Previously I always had bees where I lived, but not this year. Last winter saw to the end of all 4 swarms that were placed at the new homestead. Therefore I gave the neighborhood ferals and hive-kept bees alike a shot at cleaning up for me.
Now that everything is dry I have been scraping propolis and wax from frames and boxes. This has been made easier by the cool morning temps. It is much easier to scrape propolis when it is cold and brittle. The wax will be put into the melting can. As for the propolis, in a future post I will be talking about the plans for it. There’s quite a bit of it around so I need to start researching a way to get rid of it profitably.
Once each frame and super is scraped it is time for a 48 hour shift in the freezer to kill wax moths, larvae, and eggs as well as anything else living in there. This year thanks to my good buddy Mike, I have a freezer solely dedicated to this task. It is making me a lot more popular with my wife than other years. Previously I was bringing bagged supers into the house and freezing them right next to the food in our deepfreeze. Glad I don’t have to do that anymore. For winter the supers will be stored in a mouse free building.
Soon it will be time for winter activities.
Are you prepared for winter?
Are you saving your propolis?
What are you doing with it?
I saved propolis for a while but finally ditched it. One day, I will look in to it more to see what can be done. I have found however, that I’m allergic to it. It’s the only reason I have to wear gloves now. When I get it on my fingers, I break out like a case of poison ivy. I’ve tested this this again to confirm by waiting until I was all cleared up, then removed the gloves to work the hives one day. I broke out again that evening. Even happens if I get it off my fingers right away. I had eczema when I was a kid and maybe I’m just a sensitive bloke.
You are the first person I have ever known to be sensitive to it like that. I wonder what component you are allerigic to and whether you would be allergic to propolis from another geographic location….
You would make a good test subject for the determination of potency of my 10%, 20%, and 30% extracts. 🙂 Just kidding. If you have some propoolis you are looking to get rid of drop me a line. Mike B. gave me quite a bit of the bright-orange-shiney kind.
Its strange, you begin looking at propolis closely you see a lot of variation in appearance and texture.
No doubt man. I plan to check again maybe next season. I have thought long and hard about other things I may have had my hands in to. I could have wrecked them from years of winemaking. I have my hands in the must a lot at different points in time but have been wearing nitrile gloves more recetly just to keep the acidity off. I really don’t want to believe I’m allergic to propolis, but what else could be in the hive that may do it? Time will tell. I am trying to be objective in the matter.
I don’t normally have my hands in the wine that much, but they still get stained. Especially with something like blackberry. I’m going to be talking about some blackberry mead I made sometime this week using uncapped nectar.

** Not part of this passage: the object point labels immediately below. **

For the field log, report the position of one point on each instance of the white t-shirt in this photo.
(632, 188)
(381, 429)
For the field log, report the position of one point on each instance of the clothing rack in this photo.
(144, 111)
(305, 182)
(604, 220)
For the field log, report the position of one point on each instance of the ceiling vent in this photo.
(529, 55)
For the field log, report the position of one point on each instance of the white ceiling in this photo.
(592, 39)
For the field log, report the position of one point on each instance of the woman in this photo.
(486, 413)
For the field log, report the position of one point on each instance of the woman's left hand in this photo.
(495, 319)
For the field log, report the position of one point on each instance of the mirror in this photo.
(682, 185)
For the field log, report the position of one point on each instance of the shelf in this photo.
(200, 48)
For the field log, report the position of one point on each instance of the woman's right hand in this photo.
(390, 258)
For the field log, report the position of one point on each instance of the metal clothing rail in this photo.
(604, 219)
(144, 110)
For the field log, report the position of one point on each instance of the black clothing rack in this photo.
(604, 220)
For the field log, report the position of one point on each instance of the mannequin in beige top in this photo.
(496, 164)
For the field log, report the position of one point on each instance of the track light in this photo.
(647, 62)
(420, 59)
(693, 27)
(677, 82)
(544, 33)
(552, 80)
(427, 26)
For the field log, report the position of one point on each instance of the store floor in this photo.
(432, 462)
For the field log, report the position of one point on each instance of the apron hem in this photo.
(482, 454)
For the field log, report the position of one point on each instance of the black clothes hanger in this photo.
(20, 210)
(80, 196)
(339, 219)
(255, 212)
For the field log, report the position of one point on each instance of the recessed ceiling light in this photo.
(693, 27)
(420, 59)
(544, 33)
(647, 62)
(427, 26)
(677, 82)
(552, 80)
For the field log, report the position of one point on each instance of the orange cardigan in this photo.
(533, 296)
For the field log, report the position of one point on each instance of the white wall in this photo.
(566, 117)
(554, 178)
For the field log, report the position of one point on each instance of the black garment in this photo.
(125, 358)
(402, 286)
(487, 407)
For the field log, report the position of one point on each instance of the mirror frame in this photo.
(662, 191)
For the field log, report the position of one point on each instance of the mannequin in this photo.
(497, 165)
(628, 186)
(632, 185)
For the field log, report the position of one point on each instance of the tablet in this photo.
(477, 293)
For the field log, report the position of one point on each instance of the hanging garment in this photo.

Ever work walnuts without gloves on? I did. I was unaware at just how good a stain that stuff was. I had to wear white cotton IV-Room gloves around work for weeks afterwards. I looked like an auto-mechanic.
We can be allergic to anything and what we call propolis is a complex substance with all many ingredients making it up. You could be allergic. How much honey do you consume? I know mine has small pieces of propolis just suspended in it sometimes. It takes a long time for it all to make it to the top. I just eat it.
That’s a bummer man.
Ha! Oh yeah… walnuts. I have been through the same experience as you. Last time I did – http://www.allmorgan.com/harvesting-and-processing-black-walnuts/ – I did use gloves, and they broke, and I still got a good staining. Know exactly what you mean.
BTW, I also did make a furniture stain out it and used it on a project. The stain on a light wood is beautiful.
As for honey, we consume a ton of it. I’d like to think that maybe the propolis that I broke out from had something in it that I wasn’t familiar with. That’s why I was thinking of trying again next year, and seeing the affect. Maybe it was just something unique they brought in once.